How to Close the Back Door

Where have the Millers been?” Guiltily, I admitted I didn’t know. The Millers had joined our church last spring full of enthusiasm. I had not consciously missed them, though looking back, I knew it had been too long since I’d seen them. Had they moved? No one knew.

Sound familiar?

Assimilation of new members is often the missing link between successful evangelism and faithful shepherding. Frustrated by this wide open “back door,” we analyzed the barriers to assimilation.

Some barriers are erected by new members themselves.

Some are emotional barriers. Perhaps a couple has just come from a bad church experience. Or perhaps they had done too much in their previous church and burned out. Now they just want to sit.

Others have a spiritual hindrance. They may not be mature enough to see the need for fellowship and ministry. They prefer fishing, camping, or golf.

Still others have relational encumbrances—perhaps an unbelieving spouse. Maybe the new member does not want “to get involved without my mate.”

How could we overcome these barriers and prevent dropouts?

In 1984, through a survey, I discovered that members who (1) had their five closest friends in the congregation and (2) were socially active with at least five members or couples in the congregation had the greatest involvement in the ministry. Those with no close friends or social contacts in the congregation were most likely to slip out the back door.

As a result, we began a new approach with incoming members.

In the past, our quarterly new-members classes emphasized our church history, doctrine, and practice of the sacraments. Now, the primary purpose has become helping new members build friendships and assume an active role.

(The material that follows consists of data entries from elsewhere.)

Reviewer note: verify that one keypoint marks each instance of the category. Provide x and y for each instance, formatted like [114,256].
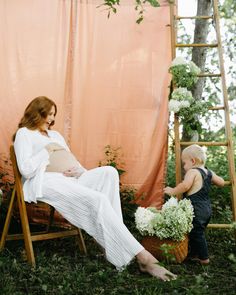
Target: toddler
[195,187]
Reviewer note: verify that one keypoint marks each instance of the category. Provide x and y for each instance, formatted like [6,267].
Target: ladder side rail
[178,179]
[228,130]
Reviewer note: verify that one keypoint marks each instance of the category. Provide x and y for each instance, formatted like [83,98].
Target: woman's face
[49,119]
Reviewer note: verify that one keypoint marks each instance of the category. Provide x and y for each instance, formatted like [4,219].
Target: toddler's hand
[73,172]
[52,147]
[169,190]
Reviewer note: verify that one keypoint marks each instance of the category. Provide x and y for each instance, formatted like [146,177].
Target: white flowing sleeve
[28,163]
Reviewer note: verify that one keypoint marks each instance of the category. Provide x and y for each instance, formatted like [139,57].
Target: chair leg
[26,231]
[8,220]
[80,240]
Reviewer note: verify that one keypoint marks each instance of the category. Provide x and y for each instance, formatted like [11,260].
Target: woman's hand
[52,147]
[169,190]
[73,172]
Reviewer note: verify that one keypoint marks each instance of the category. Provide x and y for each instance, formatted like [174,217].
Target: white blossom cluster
[178,61]
[173,221]
[180,98]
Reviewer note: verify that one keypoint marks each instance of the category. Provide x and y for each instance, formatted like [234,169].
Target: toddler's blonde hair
[196,152]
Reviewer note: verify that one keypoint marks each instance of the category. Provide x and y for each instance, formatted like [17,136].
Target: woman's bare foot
[148,263]
[202,261]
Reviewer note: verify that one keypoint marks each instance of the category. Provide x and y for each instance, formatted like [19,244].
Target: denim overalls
[202,211]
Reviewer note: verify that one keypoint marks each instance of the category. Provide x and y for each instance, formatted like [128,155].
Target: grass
[62,270]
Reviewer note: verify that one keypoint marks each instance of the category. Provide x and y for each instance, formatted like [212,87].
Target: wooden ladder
[225,106]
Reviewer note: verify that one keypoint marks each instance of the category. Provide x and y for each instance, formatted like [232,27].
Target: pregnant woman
[89,199]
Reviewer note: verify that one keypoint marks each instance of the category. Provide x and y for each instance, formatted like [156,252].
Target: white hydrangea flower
[172,202]
[184,104]
[174,106]
[173,221]
[178,61]
[194,68]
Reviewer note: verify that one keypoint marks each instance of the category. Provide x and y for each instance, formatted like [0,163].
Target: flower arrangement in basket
[166,231]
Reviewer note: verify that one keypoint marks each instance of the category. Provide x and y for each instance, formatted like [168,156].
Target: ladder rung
[196,45]
[194,17]
[216,108]
[209,75]
[206,143]
[219,225]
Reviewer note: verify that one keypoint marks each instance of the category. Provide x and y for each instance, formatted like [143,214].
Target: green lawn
[62,270]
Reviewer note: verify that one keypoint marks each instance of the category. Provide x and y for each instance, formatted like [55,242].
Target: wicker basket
[177,252]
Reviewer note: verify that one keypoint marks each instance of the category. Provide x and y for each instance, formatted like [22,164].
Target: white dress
[91,202]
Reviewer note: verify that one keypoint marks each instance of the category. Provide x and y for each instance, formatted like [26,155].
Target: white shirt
[32,159]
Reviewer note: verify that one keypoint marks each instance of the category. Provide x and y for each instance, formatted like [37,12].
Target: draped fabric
[108,77]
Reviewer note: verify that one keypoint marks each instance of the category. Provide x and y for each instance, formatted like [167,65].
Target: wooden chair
[28,237]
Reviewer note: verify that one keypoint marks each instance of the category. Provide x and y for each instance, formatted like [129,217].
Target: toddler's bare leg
[149,264]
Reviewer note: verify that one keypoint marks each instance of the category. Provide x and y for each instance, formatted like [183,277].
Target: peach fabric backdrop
[109,78]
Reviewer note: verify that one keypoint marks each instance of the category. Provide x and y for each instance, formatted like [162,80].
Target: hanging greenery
[111,6]
[184,74]
[182,103]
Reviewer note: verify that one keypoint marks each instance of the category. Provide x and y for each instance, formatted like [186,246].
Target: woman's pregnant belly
[61,160]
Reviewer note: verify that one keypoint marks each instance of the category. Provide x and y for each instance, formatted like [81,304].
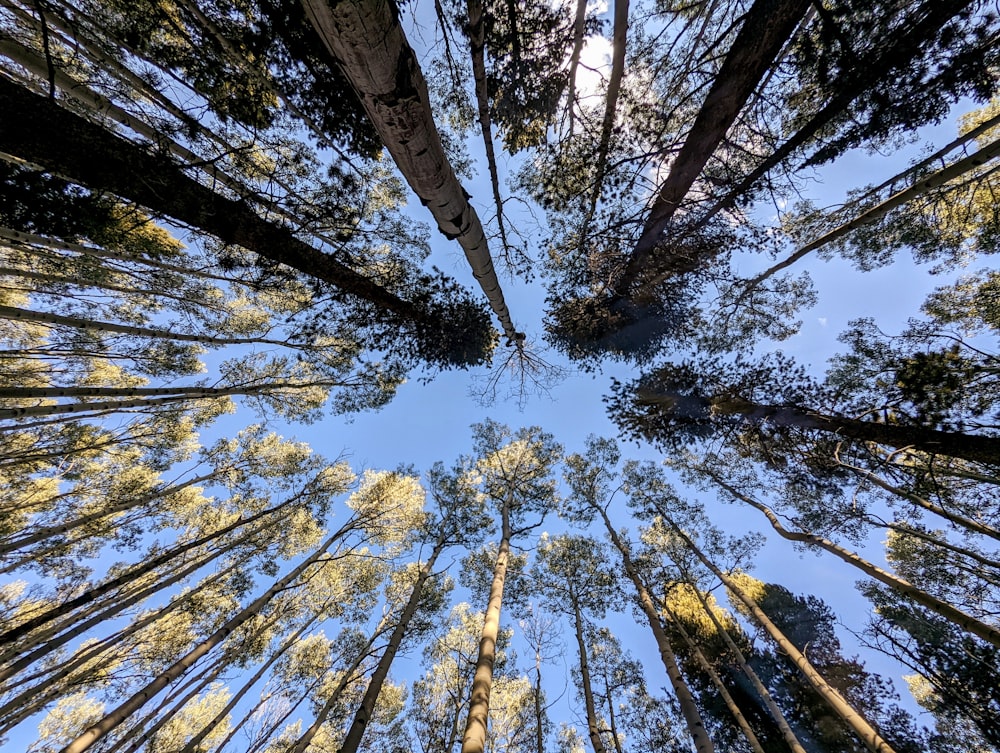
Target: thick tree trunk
[474,739]
[779,718]
[367,707]
[972,447]
[720,686]
[952,614]
[367,42]
[48,135]
[928,183]
[766,27]
[44,317]
[593,730]
[696,727]
[868,70]
[865,732]
[161,681]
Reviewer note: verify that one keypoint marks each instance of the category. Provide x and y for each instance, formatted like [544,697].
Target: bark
[779,718]
[46,318]
[579,29]
[869,70]
[619,40]
[140,698]
[865,732]
[46,532]
[720,686]
[474,739]
[137,571]
[952,614]
[959,520]
[766,27]
[367,707]
[926,184]
[593,731]
[48,135]
[477,46]
[696,727]
[975,448]
[367,42]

Our seven-week class centers on the theme “The Family of God.”

During the first week, each person shares his or her background. During subsequent weeks, we review names and allow time for social interaction.

But the key has been making clear our expectations: If they become members, they are required to become a part of a small-group fellowship and participate in a ministry of their choice.

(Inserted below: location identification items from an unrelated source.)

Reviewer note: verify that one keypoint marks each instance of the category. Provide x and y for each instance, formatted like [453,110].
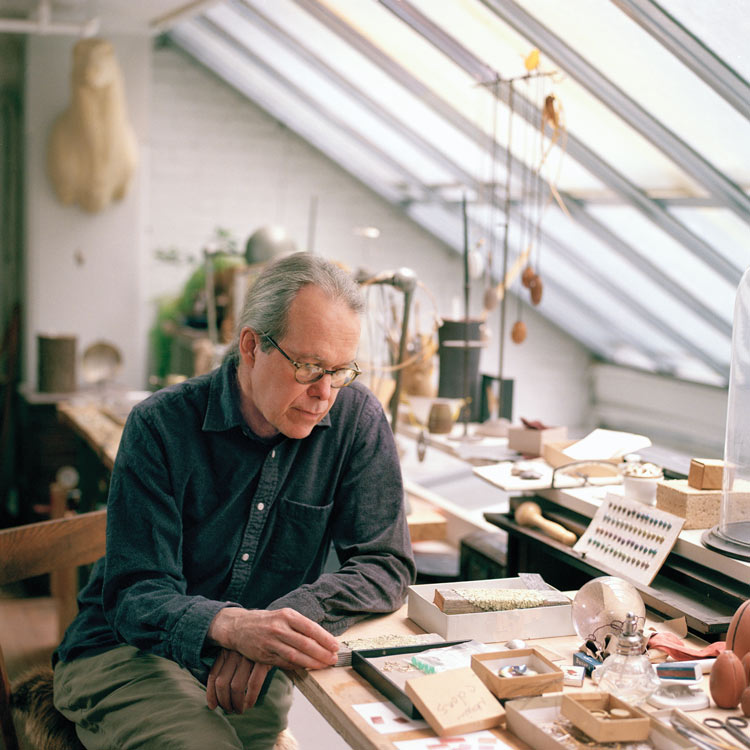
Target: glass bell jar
[732,534]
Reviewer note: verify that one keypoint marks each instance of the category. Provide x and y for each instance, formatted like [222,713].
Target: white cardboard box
[489,627]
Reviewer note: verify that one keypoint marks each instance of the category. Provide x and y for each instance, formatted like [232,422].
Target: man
[226,494]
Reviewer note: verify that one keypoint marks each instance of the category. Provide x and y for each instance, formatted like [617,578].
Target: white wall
[84,271]
[210,159]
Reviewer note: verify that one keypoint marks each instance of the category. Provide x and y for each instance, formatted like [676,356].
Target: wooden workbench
[334,691]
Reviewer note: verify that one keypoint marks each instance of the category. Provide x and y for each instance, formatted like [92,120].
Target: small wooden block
[699,508]
[706,473]
[424,522]
[454,702]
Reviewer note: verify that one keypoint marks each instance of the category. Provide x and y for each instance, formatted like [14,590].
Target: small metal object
[619,713]
[513,670]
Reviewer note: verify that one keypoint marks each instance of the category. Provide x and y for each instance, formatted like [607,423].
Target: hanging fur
[92,150]
[44,726]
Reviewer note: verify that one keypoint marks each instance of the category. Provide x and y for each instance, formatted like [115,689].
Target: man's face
[320,331]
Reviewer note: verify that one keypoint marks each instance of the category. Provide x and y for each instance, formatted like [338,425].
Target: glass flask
[628,674]
[732,535]
[600,606]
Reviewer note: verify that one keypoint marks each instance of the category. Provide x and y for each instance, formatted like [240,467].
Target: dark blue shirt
[203,514]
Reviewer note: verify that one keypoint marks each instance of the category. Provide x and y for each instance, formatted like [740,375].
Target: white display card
[630,538]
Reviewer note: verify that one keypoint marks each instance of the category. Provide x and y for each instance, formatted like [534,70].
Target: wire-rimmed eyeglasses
[306,373]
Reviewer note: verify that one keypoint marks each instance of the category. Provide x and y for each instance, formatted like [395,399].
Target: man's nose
[321,388]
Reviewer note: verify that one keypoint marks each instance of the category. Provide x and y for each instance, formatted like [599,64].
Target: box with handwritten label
[454,702]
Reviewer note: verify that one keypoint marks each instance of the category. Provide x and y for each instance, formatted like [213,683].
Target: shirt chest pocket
[298,534]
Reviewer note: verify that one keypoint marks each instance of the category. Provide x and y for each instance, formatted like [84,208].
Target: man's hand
[234,682]
[281,637]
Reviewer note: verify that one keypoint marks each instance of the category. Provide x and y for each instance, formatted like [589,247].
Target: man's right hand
[282,637]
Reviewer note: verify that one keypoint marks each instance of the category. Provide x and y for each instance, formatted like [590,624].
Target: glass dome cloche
[732,534]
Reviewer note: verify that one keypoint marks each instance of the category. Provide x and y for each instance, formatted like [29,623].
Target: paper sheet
[604,444]
[483,740]
[386,718]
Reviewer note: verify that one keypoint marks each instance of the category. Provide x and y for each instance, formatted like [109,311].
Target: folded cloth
[676,648]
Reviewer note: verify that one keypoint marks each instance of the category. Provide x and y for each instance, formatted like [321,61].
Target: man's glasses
[306,372]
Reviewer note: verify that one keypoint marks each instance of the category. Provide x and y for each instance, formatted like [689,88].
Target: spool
[56,363]
[461,344]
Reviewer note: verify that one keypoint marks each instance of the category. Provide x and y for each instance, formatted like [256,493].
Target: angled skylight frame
[705,173]
[693,53]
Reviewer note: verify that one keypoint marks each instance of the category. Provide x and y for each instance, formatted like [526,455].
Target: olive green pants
[126,698]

During the sixth week, they complete a survey, which asks what type of fellowship group they prefer (singles, couples, or mixed), reviews the ministry opportunities, and asks for their preferences.

Our assimilation committee places them in a small group within three months and matches their interests with a needed role or task ministry within six months. (Roles are specific, on-going responsibilities; tasks are short-term opportunities.) It also keeps records of each new member’s involvement.

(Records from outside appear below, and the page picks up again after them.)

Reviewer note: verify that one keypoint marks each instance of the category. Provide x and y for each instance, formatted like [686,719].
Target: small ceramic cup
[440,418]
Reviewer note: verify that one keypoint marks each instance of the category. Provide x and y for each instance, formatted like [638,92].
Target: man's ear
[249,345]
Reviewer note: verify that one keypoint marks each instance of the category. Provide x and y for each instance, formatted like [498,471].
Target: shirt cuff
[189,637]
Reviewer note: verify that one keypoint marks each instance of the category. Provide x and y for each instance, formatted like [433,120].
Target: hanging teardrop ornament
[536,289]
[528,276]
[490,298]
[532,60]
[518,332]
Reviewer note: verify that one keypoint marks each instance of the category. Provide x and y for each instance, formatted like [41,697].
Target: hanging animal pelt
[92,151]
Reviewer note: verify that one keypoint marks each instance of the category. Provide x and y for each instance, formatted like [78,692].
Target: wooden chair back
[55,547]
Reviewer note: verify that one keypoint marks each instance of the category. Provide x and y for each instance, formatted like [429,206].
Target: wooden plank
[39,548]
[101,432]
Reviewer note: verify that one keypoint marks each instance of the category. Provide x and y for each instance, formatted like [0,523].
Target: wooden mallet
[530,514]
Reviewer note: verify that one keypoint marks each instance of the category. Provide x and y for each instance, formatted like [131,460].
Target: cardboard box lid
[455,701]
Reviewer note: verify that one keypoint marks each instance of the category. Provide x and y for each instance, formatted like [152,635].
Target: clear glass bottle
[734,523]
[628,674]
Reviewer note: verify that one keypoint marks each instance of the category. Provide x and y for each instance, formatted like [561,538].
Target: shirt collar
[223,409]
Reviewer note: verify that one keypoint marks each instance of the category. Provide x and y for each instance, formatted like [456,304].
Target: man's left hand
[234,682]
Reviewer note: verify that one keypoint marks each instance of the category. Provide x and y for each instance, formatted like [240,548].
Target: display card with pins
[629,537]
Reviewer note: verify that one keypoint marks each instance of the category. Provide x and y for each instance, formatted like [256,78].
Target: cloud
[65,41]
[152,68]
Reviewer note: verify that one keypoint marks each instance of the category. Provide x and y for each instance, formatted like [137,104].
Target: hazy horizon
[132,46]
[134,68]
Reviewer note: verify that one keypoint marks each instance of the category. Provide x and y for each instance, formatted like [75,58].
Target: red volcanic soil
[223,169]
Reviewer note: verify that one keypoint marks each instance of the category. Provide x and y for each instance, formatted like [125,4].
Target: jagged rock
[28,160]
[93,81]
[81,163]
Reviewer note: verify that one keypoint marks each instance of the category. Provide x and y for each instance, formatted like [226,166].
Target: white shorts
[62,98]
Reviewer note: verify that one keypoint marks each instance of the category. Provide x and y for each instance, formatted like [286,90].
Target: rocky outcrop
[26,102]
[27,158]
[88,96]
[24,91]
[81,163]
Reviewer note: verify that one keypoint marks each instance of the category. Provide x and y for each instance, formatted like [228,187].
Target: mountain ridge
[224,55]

In the past, we placed the major responsibility for assimilation upon the new member. We thought it would happen naturally. It didn’t.

With our new approach, those responsible for various ministries are asking to see the new surveys right away!

Assimilation, however, is not without problems.

If too many weeks pass before a new member is included in a small group or ministry, interest fades. New members quickly fill their schedules with other things. Thus, we set our goal for immediate involvement.

Structure can be another problem. If no opportunities exist, structure becomes a liability rather than an asset. To our surprise, we found we had fewer opportunities for fellowship and ministry than we had thought. We had to create new groups for fellowship and plan for simple, yet meaningful tasks to involve new members.

One group developed an interest in beautifying the church grounds, and many new members have used that task as an opportunity to meet others while digging, raking, planting, and pruning on Saturday mornings.

New members who indicate an interest in a ministry of hospitality we immediately put to work—helping host a get-acquainted dessert for the next new members class.

By far the most difficult barrier, however, is attitudinal. Some congregations pride themselves on being “a friendly church,” which too often means “we’re friendly toward our friends.” We try to remove this barrier by frequently emphasizing the vision of enfolding new members. A testimony each Sunday morning, often by a new member, also helps with recognition and acceptance.

These simple steps have helped us reach, and keep, more of our members—fulfilling the need to belong and be needed.

Now, when someone asks, “Where are the Millers?” I usually know, because we keep better records. But better than that, those questions don’t come as often, because the people are not disappearing.

JAMES C. BLAND1Mr. Bland is pastor of Kendall Presbyterian Church in Miami, Florida.